Track your progress(DW #830)

Do you wear a Fitbit? Or use a food journal?


If you do, you already know that tracking what you are trying to change or improve is a powerful way to set yourself up for success.


Well, hundreds of years before the invention of fitness- tracking devices, Ben Franklin came up with a self-improvement experiment that let him track his mind hacking progress in a measurable, scientific way.

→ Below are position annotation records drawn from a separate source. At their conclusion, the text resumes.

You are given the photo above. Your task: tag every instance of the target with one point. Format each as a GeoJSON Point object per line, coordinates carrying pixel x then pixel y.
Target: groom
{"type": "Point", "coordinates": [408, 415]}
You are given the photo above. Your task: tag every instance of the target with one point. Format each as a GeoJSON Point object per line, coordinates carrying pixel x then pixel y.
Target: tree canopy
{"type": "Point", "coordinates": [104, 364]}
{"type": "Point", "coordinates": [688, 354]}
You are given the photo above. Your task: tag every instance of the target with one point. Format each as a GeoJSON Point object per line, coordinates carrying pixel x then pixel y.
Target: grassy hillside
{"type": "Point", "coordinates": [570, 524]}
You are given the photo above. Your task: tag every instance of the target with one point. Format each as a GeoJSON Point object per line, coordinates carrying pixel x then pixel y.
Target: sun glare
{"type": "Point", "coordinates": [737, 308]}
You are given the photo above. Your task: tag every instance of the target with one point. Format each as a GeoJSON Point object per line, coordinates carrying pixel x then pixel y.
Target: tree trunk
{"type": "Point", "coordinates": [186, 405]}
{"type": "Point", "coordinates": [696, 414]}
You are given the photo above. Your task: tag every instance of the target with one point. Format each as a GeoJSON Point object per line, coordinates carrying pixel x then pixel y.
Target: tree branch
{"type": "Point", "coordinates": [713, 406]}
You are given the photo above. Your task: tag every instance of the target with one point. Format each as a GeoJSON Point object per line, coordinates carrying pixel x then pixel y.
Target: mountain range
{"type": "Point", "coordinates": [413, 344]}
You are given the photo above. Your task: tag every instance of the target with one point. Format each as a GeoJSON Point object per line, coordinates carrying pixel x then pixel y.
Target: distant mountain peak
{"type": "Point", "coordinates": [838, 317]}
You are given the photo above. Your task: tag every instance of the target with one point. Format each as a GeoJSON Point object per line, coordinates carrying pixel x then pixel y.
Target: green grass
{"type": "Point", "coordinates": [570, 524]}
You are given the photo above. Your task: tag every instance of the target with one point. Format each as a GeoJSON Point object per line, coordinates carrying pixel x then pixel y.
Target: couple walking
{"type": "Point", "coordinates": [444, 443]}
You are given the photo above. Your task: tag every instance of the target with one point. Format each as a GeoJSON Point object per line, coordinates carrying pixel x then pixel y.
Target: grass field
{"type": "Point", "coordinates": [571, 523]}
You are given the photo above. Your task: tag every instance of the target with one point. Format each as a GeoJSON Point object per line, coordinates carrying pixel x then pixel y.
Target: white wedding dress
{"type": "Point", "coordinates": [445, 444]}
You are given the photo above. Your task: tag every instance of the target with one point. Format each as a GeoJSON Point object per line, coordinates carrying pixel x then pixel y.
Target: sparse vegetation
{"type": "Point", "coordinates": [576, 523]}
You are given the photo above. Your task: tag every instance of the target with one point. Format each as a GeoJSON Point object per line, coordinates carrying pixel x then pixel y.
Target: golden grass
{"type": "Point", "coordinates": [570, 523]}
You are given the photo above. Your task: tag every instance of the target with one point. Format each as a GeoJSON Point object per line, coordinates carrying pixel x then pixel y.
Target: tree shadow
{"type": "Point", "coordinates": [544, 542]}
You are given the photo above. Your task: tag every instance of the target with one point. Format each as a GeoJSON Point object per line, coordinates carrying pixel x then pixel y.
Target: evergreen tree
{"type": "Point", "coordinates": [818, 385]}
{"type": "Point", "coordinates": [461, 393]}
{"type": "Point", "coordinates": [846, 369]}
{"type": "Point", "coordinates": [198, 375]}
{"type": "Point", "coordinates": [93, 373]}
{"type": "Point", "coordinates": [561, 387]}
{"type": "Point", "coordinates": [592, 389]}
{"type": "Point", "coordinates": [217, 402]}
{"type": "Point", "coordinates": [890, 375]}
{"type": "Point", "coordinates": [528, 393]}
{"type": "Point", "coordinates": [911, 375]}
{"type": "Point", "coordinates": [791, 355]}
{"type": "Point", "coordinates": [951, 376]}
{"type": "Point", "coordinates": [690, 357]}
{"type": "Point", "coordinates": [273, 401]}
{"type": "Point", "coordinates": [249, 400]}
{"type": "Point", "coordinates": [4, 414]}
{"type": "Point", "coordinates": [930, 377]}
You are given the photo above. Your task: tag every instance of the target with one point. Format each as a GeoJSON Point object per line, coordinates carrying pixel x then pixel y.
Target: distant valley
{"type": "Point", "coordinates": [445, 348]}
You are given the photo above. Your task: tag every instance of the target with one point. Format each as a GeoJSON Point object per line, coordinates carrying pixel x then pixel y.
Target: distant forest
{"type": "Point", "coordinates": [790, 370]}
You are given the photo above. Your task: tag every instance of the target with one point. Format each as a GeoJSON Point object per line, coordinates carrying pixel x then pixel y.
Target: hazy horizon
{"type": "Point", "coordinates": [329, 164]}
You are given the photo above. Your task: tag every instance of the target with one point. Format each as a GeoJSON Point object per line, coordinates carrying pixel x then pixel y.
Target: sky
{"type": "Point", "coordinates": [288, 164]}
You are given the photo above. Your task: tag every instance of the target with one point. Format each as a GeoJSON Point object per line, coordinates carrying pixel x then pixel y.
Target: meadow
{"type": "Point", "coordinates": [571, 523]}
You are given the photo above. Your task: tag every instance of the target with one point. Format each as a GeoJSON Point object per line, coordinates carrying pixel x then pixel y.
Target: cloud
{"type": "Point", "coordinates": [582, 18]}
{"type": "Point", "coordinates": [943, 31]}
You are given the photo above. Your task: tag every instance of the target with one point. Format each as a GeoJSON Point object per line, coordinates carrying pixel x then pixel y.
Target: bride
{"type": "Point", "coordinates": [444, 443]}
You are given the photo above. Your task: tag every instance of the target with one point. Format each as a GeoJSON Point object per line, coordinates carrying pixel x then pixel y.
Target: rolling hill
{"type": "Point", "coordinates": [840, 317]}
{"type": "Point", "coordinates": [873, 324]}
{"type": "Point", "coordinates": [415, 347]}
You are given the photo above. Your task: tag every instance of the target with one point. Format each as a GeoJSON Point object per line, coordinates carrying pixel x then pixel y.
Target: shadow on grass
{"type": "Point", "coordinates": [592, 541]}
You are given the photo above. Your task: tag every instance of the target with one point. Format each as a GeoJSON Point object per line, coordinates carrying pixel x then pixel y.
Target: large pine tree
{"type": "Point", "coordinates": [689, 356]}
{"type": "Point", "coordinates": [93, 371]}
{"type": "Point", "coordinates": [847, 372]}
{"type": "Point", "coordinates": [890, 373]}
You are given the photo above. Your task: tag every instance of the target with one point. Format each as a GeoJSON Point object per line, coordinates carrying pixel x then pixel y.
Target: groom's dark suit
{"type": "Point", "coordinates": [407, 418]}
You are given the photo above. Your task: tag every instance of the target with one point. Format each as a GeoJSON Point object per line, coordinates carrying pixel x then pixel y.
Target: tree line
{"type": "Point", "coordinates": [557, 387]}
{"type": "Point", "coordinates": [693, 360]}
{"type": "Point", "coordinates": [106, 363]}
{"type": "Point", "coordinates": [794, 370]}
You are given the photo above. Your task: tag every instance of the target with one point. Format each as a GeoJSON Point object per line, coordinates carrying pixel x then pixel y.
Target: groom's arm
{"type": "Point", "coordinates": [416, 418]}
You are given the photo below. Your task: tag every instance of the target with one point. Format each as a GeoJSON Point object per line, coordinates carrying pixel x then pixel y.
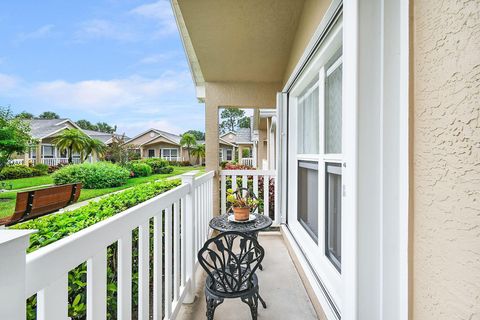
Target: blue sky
{"type": "Point", "coordinates": [118, 61]}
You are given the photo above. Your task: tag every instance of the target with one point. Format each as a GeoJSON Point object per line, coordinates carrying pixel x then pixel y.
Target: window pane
{"type": "Point", "coordinates": [308, 121]}
{"type": "Point", "coordinates": [333, 208]}
{"type": "Point", "coordinates": [308, 197]}
{"type": "Point", "coordinates": [333, 111]}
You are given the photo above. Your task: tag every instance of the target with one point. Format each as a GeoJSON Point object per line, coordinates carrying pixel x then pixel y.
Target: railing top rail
{"type": "Point", "coordinates": [49, 263]}
{"type": "Point", "coordinates": [204, 177]}
{"type": "Point", "coordinates": [252, 172]}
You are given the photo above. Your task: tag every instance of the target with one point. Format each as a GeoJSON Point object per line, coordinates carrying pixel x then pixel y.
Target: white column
{"type": "Point", "coordinates": [190, 237]}
{"type": "Point", "coordinates": [13, 245]}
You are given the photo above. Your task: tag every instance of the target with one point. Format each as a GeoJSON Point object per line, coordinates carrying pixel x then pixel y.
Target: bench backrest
{"type": "Point", "coordinates": [36, 203]}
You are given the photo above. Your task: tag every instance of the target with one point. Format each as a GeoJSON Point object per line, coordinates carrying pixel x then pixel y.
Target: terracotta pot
{"type": "Point", "coordinates": [241, 214]}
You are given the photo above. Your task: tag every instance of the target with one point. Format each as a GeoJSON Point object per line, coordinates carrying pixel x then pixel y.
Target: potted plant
{"type": "Point", "coordinates": [242, 202]}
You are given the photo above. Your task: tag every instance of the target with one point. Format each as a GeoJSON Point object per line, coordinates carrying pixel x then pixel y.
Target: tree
{"type": "Point", "coordinates": [105, 127]}
{"type": "Point", "coordinates": [48, 115]}
{"type": "Point", "coordinates": [199, 151]}
{"type": "Point", "coordinates": [24, 115]}
{"type": "Point", "coordinates": [72, 140]}
{"type": "Point", "coordinates": [244, 122]}
{"type": "Point", "coordinates": [14, 136]}
{"type": "Point", "coordinates": [230, 119]}
{"type": "Point", "coordinates": [188, 140]}
{"type": "Point", "coordinates": [199, 135]}
{"type": "Point", "coordinates": [94, 146]}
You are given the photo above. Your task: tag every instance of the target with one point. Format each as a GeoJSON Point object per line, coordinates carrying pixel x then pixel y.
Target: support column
{"type": "Point", "coordinates": [211, 148]}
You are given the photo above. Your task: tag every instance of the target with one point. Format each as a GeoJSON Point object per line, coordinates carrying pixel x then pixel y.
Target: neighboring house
{"type": "Point", "coordinates": [45, 151]}
{"type": "Point", "coordinates": [377, 146]}
{"type": "Point", "coordinates": [155, 143]}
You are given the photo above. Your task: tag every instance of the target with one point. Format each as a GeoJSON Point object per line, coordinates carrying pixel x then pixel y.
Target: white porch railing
{"type": "Point", "coordinates": [247, 162]}
{"type": "Point", "coordinates": [185, 212]}
{"type": "Point", "coordinates": [250, 179]}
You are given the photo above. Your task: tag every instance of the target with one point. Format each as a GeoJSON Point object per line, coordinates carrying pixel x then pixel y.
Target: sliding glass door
{"type": "Point", "coordinates": [315, 163]}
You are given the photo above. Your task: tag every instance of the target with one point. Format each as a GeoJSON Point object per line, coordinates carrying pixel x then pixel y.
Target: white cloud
{"type": "Point", "coordinates": [161, 12]}
{"type": "Point", "coordinates": [41, 32]}
{"type": "Point", "coordinates": [7, 82]}
{"type": "Point", "coordinates": [107, 96]}
{"type": "Point", "coordinates": [99, 28]}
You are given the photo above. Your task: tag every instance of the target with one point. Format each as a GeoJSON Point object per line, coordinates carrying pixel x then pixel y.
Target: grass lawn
{"type": "Point", "coordinates": [7, 199]}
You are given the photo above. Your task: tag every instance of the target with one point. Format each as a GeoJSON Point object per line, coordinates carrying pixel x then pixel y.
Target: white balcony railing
{"type": "Point", "coordinates": [180, 226]}
{"type": "Point", "coordinates": [247, 162]}
{"type": "Point", "coordinates": [263, 183]}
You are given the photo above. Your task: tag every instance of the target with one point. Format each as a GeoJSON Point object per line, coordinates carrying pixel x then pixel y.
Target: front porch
{"type": "Point", "coordinates": [280, 286]}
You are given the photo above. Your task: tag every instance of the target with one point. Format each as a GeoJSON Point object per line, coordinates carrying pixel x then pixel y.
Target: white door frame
{"type": "Point", "coordinates": [375, 257]}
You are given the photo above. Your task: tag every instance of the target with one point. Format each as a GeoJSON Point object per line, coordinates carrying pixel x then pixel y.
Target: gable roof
{"type": "Point", "coordinates": [43, 128]}
{"type": "Point", "coordinates": [167, 135]}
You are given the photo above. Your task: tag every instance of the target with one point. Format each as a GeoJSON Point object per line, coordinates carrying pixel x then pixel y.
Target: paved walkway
{"type": "Point", "coordinates": [280, 286]}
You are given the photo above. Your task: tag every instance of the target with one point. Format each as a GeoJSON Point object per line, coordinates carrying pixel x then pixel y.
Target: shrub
{"type": "Point", "coordinates": [19, 171]}
{"type": "Point", "coordinates": [180, 163]}
{"type": "Point", "coordinates": [139, 169]}
{"type": "Point", "coordinates": [92, 175]}
{"type": "Point", "coordinates": [166, 170]}
{"type": "Point", "coordinates": [55, 227]}
{"type": "Point", "coordinates": [43, 168]}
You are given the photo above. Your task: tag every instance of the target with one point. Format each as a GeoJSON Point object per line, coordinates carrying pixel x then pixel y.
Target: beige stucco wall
{"type": "Point", "coordinates": [312, 14]}
{"type": "Point", "coordinates": [446, 160]}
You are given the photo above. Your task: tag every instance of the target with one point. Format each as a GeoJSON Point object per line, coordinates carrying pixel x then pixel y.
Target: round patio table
{"type": "Point", "coordinates": [222, 224]}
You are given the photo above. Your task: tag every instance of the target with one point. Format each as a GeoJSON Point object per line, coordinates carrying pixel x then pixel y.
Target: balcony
{"type": "Point", "coordinates": [171, 229]}
{"type": "Point", "coordinates": [286, 299]}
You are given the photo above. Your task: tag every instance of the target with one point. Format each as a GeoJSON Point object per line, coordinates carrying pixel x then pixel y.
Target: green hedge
{"type": "Point", "coordinates": [19, 171]}
{"type": "Point", "coordinates": [92, 175]}
{"type": "Point", "coordinates": [55, 227]}
{"type": "Point", "coordinates": [139, 169]}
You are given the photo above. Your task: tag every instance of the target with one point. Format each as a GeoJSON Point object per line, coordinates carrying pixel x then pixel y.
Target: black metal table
{"type": "Point", "coordinates": [222, 224]}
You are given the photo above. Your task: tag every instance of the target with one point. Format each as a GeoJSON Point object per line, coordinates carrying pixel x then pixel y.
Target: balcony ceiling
{"type": "Point", "coordinates": [231, 40]}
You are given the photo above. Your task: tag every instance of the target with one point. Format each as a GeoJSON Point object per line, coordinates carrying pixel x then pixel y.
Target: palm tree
{"type": "Point", "coordinates": [188, 140]}
{"type": "Point", "coordinates": [72, 140]}
{"type": "Point", "coordinates": [94, 146]}
{"type": "Point", "coordinates": [199, 152]}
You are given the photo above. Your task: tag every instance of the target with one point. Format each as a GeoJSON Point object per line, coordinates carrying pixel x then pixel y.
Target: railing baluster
{"type": "Point", "coordinates": [97, 286]}
{"type": "Point", "coordinates": [176, 249]}
{"type": "Point", "coordinates": [244, 184]}
{"type": "Point", "coordinates": [183, 225]}
{"type": "Point", "coordinates": [234, 182]}
{"type": "Point", "coordinates": [143, 270]}
{"type": "Point", "coordinates": [266, 203]}
{"type": "Point", "coordinates": [124, 294]}
{"type": "Point", "coordinates": [52, 302]}
{"type": "Point", "coordinates": [168, 262]}
{"type": "Point", "coordinates": [255, 188]}
{"type": "Point", "coordinates": [157, 266]}
{"type": "Point", "coordinates": [224, 194]}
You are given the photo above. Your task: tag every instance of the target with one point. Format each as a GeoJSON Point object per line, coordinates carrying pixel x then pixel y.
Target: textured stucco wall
{"type": "Point", "coordinates": [446, 160]}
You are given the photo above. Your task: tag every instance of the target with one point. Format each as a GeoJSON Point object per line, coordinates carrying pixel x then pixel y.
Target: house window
{"type": "Point", "coordinates": [169, 154]}
{"type": "Point", "coordinates": [315, 159]}
{"type": "Point", "coordinates": [333, 214]}
{"type": "Point", "coordinates": [229, 154]}
{"type": "Point", "coordinates": [48, 151]}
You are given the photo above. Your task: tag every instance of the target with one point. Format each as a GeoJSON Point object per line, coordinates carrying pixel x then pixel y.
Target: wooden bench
{"type": "Point", "coordinates": [37, 203]}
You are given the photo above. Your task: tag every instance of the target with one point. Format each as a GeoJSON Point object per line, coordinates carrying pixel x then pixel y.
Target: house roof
{"type": "Point", "coordinates": [43, 128]}
{"type": "Point", "coordinates": [243, 136]}
{"type": "Point", "coordinates": [169, 136]}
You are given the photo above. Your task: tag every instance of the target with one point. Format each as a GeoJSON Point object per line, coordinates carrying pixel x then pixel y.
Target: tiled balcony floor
{"type": "Point", "coordinates": [280, 286]}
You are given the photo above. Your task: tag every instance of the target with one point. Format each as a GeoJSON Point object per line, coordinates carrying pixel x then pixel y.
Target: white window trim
{"type": "Point", "coordinates": [385, 26]}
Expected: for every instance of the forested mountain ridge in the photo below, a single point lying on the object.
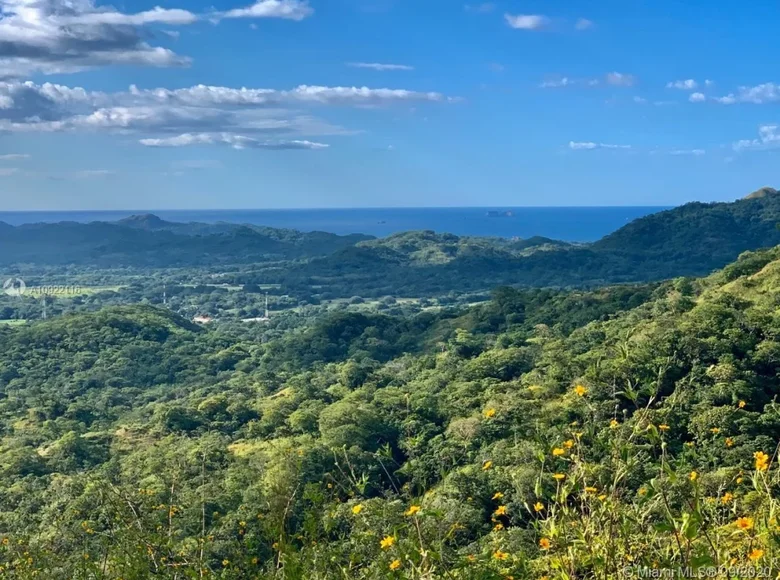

As described in his autobiography, Franklin gave his experiment the lofty title of the ‘Moral Perfection Project.’ He began by laying out a set of thirteen virtues that he wished to develop in himself and then he found a way to track his progress on a daily basis with this method:


He writes in his autobiography:


  • "I made a little book, in which I allotted a page for each of the virtues."
  • "I ruled each page with red ink, so as to have seven columns, one for each day of the week, marking each column with a letter for the day."
  • "I crossed these columns with thirteen red lines, marking the beginning of each line with the first letter of one of the virtues, on which line, and in its proper column, I might mark, by a little black spot, every fault I found upon examination to have been committed respecting that virtue upon that day."
While psychology has now discovered more powerful ways of succeeding without focusing on "every fault that we find upon examination" (don’t do this please!), the essence of the practice was tracking his progress and this is a very powerful way to supercharge your chances of successful change.